La Ferrari ha messo in mostra un gran bel potenziale nel corso dei test in Bahrain, ma per Charles Leclerc e Lewis Hamilton è arrivata una brutta notizia. Ecco cosa è emerso dalle varie analisi.
Tra una settimana esatta si inizierà a fare sul serio, e tutte le chiacchiere invernali verranno spazzare via dal rombo delle nuove power unit turbo-ibride. Sarà la pista di Melbourne a svelare i reali valori in campo, nella speranza che l’equilibrio possa regnare sovrano. La Ferrari pare essere la prima sfidante della Mercedes, a seguito degli ottimi riscontri mostrati nei test invernali da una SF-26 apparsa solida, veloce ed affidabile.
Charles Leclerc, girando a Sakhir in 1’31”992 calzando la gomma C4, ha messo a referto il miglior tempo, primeggiando anche tra chi ha girato con la più dura C3. Più rappresentativo del vero e proprio time attack era stato il long run effettuato dal monegasco a bordo della Ferrari al venerdì mattina, con ben 46° di asfalto e condizioni tutt’altro che favorevoli. Tuttavia, a Maranello sarà necessario sfatare un tabù per pensare di poter portare a casa il tanto agognato titolo iridato.
Ferrari, il più veloce ai test non vince quasi mai il titolo
La famosa dicitura secondo la quale “i test non contano nulla” trova effettivo riscontro nell’analisi di quanto accaduto in passato.
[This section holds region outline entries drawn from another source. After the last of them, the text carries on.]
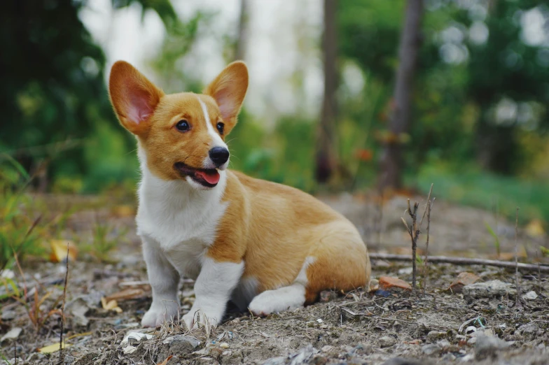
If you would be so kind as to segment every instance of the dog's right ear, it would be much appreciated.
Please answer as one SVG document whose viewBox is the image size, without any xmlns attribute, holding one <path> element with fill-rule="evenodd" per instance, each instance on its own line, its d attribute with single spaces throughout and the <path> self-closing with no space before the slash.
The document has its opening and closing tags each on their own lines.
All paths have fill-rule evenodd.
<svg viewBox="0 0 549 365">
<path fill-rule="evenodd" d="M 135 67 L 118 61 L 111 69 L 109 94 L 114 111 L 124 127 L 138 136 L 148 130 L 148 120 L 164 95 Z"/>
</svg>

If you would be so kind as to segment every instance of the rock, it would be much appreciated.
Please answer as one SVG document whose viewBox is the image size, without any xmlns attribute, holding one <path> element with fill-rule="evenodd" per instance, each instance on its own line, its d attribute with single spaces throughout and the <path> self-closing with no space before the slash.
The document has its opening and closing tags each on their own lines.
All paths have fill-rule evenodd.
<svg viewBox="0 0 549 365">
<path fill-rule="evenodd" d="M 309 362 L 309 359 L 316 354 L 318 350 L 312 347 L 310 343 L 299 350 L 299 352 L 290 355 L 289 362 L 286 362 L 289 365 L 302 365 Z"/>
<path fill-rule="evenodd" d="M 15 340 L 19 335 L 21 334 L 21 331 L 22 329 L 21 327 L 14 327 L 10 329 L 6 334 L 4 334 L 1 338 L 0 338 L 0 343 L 5 341 L 6 340 Z"/>
<path fill-rule="evenodd" d="M 494 356 L 498 351 L 505 350 L 510 345 L 510 343 L 497 337 L 478 336 L 475 344 L 475 357 L 477 359 L 482 359 L 489 356 Z"/>
<path fill-rule="evenodd" d="M 451 344 L 448 340 L 440 340 L 436 343 L 437 345 L 443 350 L 448 349 Z"/>
<path fill-rule="evenodd" d="M 539 327 L 535 323 L 527 323 L 518 327 L 518 333 L 527 340 L 535 339 L 538 336 L 538 330 Z"/>
<path fill-rule="evenodd" d="M 333 350 L 333 346 L 331 346 L 330 345 L 325 345 L 322 346 L 322 348 L 321 348 L 320 350 L 322 352 L 331 352 L 332 350 Z"/>
<path fill-rule="evenodd" d="M 382 365 L 425 365 L 424 361 L 419 362 L 418 360 L 414 359 L 405 359 L 404 357 L 394 357 L 386 361 Z"/>
<path fill-rule="evenodd" d="M 72 322 L 76 326 L 86 327 L 90 320 L 85 315 L 90 311 L 90 306 L 83 298 L 77 298 L 67 303 L 65 310 L 70 313 Z"/>
<path fill-rule="evenodd" d="M 414 270 L 412 267 L 405 267 L 398 270 L 398 275 L 412 275 L 412 271 Z"/>
<path fill-rule="evenodd" d="M 463 273 L 459 273 L 457 278 L 456 278 L 455 280 L 452 282 L 452 284 L 450 285 L 448 289 L 454 293 L 461 293 L 464 286 L 474 284 L 478 281 L 479 279 L 480 279 L 480 278 L 473 273 L 464 271 Z"/>
<path fill-rule="evenodd" d="M 404 280 L 391 276 L 382 276 L 380 278 L 380 289 L 389 290 L 412 290 L 412 287 Z"/>
<path fill-rule="evenodd" d="M 1 319 L 3 321 L 11 321 L 15 318 L 15 310 L 5 310 L 2 312 Z"/>
<path fill-rule="evenodd" d="M 390 336 L 384 336 L 380 338 L 380 346 L 382 348 L 390 348 L 396 343 L 396 339 Z"/>
<path fill-rule="evenodd" d="M 441 349 L 438 347 L 438 345 L 434 343 L 422 346 L 422 351 L 427 356 L 439 354 L 440 350 Z"/>
<path fill-rule="evenodd" d="M 464 286 L 463 294 L 466 299 L 514 296 L 517 294 L 517 290 L 512 288 L 512 286 L 513 284 L 497 280 L 475 282 Z"/>
<path fill-rule="evenodd" d="M 168 355 L 174 353 L 190 353 L 200 345 L 200 341 L 197 340 L 196 338 L 187 335 L 172 336 L 172 337 L 168 337 L 162 341 L 162 343 L 164 345 L 168 345 L 169 346 Z M 229 347 L 228 343 L 223 343 L 226 345 L 226 348 L 222 347 L 222 348 L 228 348 Z"/>
<path fill-rule="evenodd" d="M 122 345 L 125 343 L 127 343 L 130 340 L 135 341 L 140 341 L 142 339 L 150 340 L 154 337 L 154 336 L 148 334 L 142 334 L 141 332 L 137 331 L 132 331 L 128 332 L 126 334 L 126 336 L 122 339 L 122 342 L 120 343 Z"/>
<path fill-rule="evenodd" d="M 328 301 L 332 301 L 333 300 L 337 299 L 338 293 L 333 290 L 323 290 L 320 292 L 320 298 L 319 299 L 319 301 L 321 303 L 328 303 Z"/>
<path fill-rule="evenodd" d="M 444 338 L 446 337 L 446 332 L 440 332 L 438 331 L 431 331 L 429 334 L 427 334 L 427 340 L 431 342 L 435 342 L 437 340 L 440 340 L 440 338 Z"/>
<path fill-rule="evenodd" d="M 532 290 L 531 292 L 528 292 L 524 295 L 522 296 L 523 299 L 526 299 L 527 301 L 533 301 L 538 297 L 538 294 Z"/>
<path fill-rule="evenodd" d="M 456 359 L 456 356 L 450 352 L 448 352 L 447 354 L 445 354 L 444 356 L 443 356 L 443 362 L 453 362 L 455 359 Z"/>
<path fill-rule="evenodd" d="M 372 279 L 370 280 L 370 284 L 368 285 L 368 292 L 375 292 L 380 289 L 380 280 L 377 279 Z"/>
<path fill-rule="evenodd" d="M 283 356 L 272 357 L 263 363 L 263 365 L 284 365 L 286 359 Z"/>
</svg>

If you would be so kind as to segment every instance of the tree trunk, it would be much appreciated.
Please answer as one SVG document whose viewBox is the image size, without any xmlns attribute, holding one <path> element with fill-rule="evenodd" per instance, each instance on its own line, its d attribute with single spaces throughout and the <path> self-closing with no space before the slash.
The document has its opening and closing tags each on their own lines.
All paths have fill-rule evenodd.
<svg viewBox="0 0 549 365">
<path fill-rule="evenodd" d="M 338 89 L 337 31 L 335 11 L 337 0 L 324 0 L 324 34 L 322 48 L 324 57 L 324 97 L 317 141 L 315 178 L 326 182 L 333 175 L 337 164 L 335 117 Z"/>
<path fill-rule="evenodd" d="M 238 34 L 235 45 L 235 60 L 244 59 L 248 41 L 248 17 L 249 0 L 240 0 L 240 17 L 238 20 Z"/>
<path fill-rule="evenodd" d="M 410 129 L 412 94 L 421 43 L 423 0 L 408 0 L 398 48 L 398 70 L 389 122 L 391 136 L 385 141 L 380 178 L 382 189 L 398 189 L 402 185 L 402 146 L 399 138 Z"/>
</svg>

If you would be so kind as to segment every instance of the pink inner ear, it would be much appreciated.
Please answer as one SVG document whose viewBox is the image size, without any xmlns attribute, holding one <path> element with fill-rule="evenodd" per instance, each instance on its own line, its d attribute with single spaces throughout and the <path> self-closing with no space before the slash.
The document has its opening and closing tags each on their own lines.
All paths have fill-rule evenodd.
<svg viewBox="0 0 549 365">
<path fill-rule="evenodd" d="M 127 118 L 139 124 L 154 111 L 149 104 L 151 96 L 148 93 L 141 90 L 132 90 L 130 92 Z"/>
<path fill-rule="evenodd" d="M 221 117 L 230 119 L 235 116 L 235 102 L 230 98 L 228 90 L 222 90 L 216 94 L 216 101 L 219 106 Z"/>
</svg>

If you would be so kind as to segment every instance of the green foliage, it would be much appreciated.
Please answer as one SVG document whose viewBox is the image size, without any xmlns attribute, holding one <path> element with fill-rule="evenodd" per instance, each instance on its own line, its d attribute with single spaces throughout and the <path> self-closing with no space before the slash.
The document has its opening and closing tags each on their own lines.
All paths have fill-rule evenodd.
<svg viewBox="0 0 549 365">
<path fill-rule="evenodd" d="M 111 258 L 113 250 L 116 248 L 120 242 L 124 240 L 127 231 L 127 228 L 118 229 L 108 223 L 96 222 L 92 232 L 91 243 L 81 245 L 81 247 L 96 260 L 111 262 L 113 261 Z"/>
<path fill-rule="evenodd" d="M 408 182 L 424 193 L 428 192 L 424 187 L 433 182 L 437 196 L 488 210 L 496 200 L 499 214 L 508 219 L 514 220 L 515 208 L 520 206 L 524 220 L 549 220 L 549 196 L 543 181 L 498 176 L 475 165 L 433 161 L 426 162 L 417 175 L 409 176 Z"/>
<path fill-rule="evenodd" d="M 14 254 L 41 255 L 40 213 L 36 202 L 25 193 L 30 178 L 13 160 L 0 166 L 0 271 L 10 267 Z"/>
</svg>

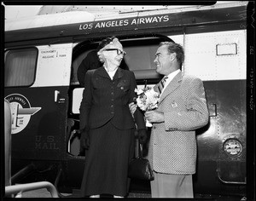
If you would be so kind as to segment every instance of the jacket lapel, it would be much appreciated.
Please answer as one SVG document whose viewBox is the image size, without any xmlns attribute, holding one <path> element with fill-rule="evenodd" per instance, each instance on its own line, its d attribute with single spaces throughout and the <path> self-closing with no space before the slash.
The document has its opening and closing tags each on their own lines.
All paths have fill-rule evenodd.
<svg viewBox="0 0 256 201">
<path fill-rule="evenodd" d="M 97 70 L 98 70 L 97 74 L 99 76 L 110 79 L 109 75 L 108 74 L 107 71 L 105 70 L 105 68 L 103 66 L 99 67 Z"/>
<path fill-rule="evenodd" d="M 113 80 L 121 78 L 123 76 L 124 76 L 124 70 L 119 67 L 113 78 Z"/>
<path fill-rule="evenodd" d="M 172 93 L 176 88 L 177 88 L 181 84 L 182 80 L 182 72 L 178 72 L 173 79 L 166 86 L 166 89 L 164 90 L 163 94 L 160 97 L 160 103 L 170 94 Z"/>
</svg>

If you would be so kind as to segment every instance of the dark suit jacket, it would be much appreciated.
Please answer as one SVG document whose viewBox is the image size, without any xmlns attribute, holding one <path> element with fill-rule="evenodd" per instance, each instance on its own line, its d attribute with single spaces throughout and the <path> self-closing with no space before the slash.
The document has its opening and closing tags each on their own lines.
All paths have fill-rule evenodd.
<svg viewBox="0 0 256 201">
<path fill-rule="evenodd" d="M 128 104 L 136 97 L 134 73 L 118 68 L 111 80 L 104 67 L 88 71 L 80 106 L 80 129 L 96 129 L 111 123 L 118 129 L 135 128 Z M 146 129 L 143 116 L 135 113 L 138 129 Z"/>
</svg>

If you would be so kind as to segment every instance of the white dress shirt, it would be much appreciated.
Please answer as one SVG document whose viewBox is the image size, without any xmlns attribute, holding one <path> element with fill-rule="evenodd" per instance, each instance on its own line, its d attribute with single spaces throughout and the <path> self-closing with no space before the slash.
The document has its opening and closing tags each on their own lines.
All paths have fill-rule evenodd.
<svg viewBox="0 0 256 201">
<path fill-rule="evenodd" d="M 166 83 L 165 83 L 165 86 L 162 89 L 162 92 L 160 94 L 160 95 L 163 94 L 164 90 L 166 89 L 166 88 L 168 86 L 168 84 L 170 83 L 170 82 L 173 79 L 173 78 L 178 73 L 180 72 L 180 70 L 177 69 L 175 72 L 171 72 L 169 75 L 166 75 L 166 77 L 168 77 L 167 79 L 166 79 Z"/>
</svg>

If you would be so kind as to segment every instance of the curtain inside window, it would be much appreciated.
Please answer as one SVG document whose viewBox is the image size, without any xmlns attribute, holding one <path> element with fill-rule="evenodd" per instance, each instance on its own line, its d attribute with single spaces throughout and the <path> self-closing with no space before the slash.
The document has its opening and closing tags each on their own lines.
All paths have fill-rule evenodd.
<svg viewBox="0 0 256 201">
<path fill-rule="evenodd" d="M 10 50 L 7 53 L 4 68 L 4 85 L 29 86 L 35 77 L 38 51 L 35 49 Z"/>
</svg>

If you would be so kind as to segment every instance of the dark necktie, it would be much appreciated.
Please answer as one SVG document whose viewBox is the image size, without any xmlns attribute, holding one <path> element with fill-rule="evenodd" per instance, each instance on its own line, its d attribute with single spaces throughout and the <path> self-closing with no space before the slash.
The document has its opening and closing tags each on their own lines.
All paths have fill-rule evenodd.
<svg viewBox="0 0 256 201">
<path fill-rule="evenodd" d="M 160 82 L 160 84 L 159 84 L 159 86 L 158 86 L 158 89 L 159 89 L 160 94 L 162 93 L 162 90 L 163 90 L 163 89 L 164 89 L 164 87 L 165 87 L 165 84 L 166 84 L 166 79 L 167 79 L 167 78 L 168 78 L 168 77 L 165 76 L 165 77 L 161 79 L 161 81 Z"/>
</svg>

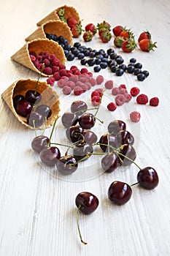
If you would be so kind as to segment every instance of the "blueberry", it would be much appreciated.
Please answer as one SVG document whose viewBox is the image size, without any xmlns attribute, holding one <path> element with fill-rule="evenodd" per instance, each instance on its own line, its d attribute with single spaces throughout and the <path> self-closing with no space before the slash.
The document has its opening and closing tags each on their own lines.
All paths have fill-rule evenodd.
<svg viewBox="0 0 170 256">
<path fill-rule="evenodd" d="M 88 60 L 88 66 L 94 66 L 95 65 L 95 59 L 93 58 L 90 58 Z"/>
<path fill-rule="evenodd" d="M 135 63 L 135 62 L 136 62 L 136 59 L 134 59 L 134 58 L 131 58 L 131 59 L 130 59 L 130 62 L 131 62 L 131 63 Z"/>
<path fill-rule="evenodd" d="M 144 74 L 145 75 L 146 78 L 148 77 L 148 75 L 150 75 L 149 72 L 147 70 L 144 70 L 142 72 L 142 74 Z"/>
<path fill-rule="evenodd" d="M 116 71 L 115 71 L 116 75 L 120 77 L 121 75 L 123 75 L 123 73 L 124 73 L 123 69 L 119 69 L 119 68 L 117 68 L 117 69 L 116 69 Z"/>
<path fill-rule="evenodd" d="M 143 81 L 146 78 L 145 75 L 143 73 L 138 74 L 137 79 L 139 81 Z"/>
<path fill-rule="evenodd" d="M 139 63 L 139 62 L 135 63 L 134 67 L 136 69 L 142 69 L 142 64 L 141 63 Z"/>
<path fill-rule="evenodd" d="M 134 69 L 134 74 L 135 75 L 137 75 L 138 74 L 140 74 L 140 73 L 142 73 L 141 69 Z"/>
<path fill-rule="evenodd" d="M 106 69 L 107 67 L 107 63 L 101 61 L 100 64 L 101 69 Z"/>
<path fill-rule="evenodd" d="M 100 72 L 101 71 L 101 67 L 100 66 L 95 66 L 93 68 L 94 72 Z"/>
<path fill-rule="evenodd" d="M 66 56 L 67 61 L 73 61 L 74 59 L 74 55 L 72 53 L 68 53 Z"/>
</svg>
Nel resoconto pubblicato sul sito web “Formulapassion.it“, si scopre come i più veloci nei test invernali non abbiano quasi mai vinto il titolo mondiale, non una notizia positiva, stando alla cabala, per Charles Leclerc e per la Ferrari.
Da quando è iniziata l’era ibrida, nell’ormai lontano 2014, solamente in due occasioni il più veloce nei test si è laureato campione del mondo, e l’unica eccezione è costituita da Max Verstappen. L’olandese mise a referto il miglior tempo nei test di Sakhir tanto nel 2021 quanto nel 2022, portando poi a casa i primi due titoli iridati.
Solamente tre volte, le prime due nel 2015 e nel 2020, il compagno di squadra del futuro campione riuscì a primeggiare in inverno, e parliamo di Nico Rosberg e di Valtteri Bottas, entrambi al volante di una dominante Mercedes, poi iridata con Lewis Hamilton. In seguito, ciò accadde anche con la Red Bull di Sergio Perez, precisamente nel 2023, ma il messicano poi non poté nulla contro la superiorità schiacciante di Super Max durante il campionato. In casa Ferrari, dunque, sarà bene iniziare a fare gli scongiuri.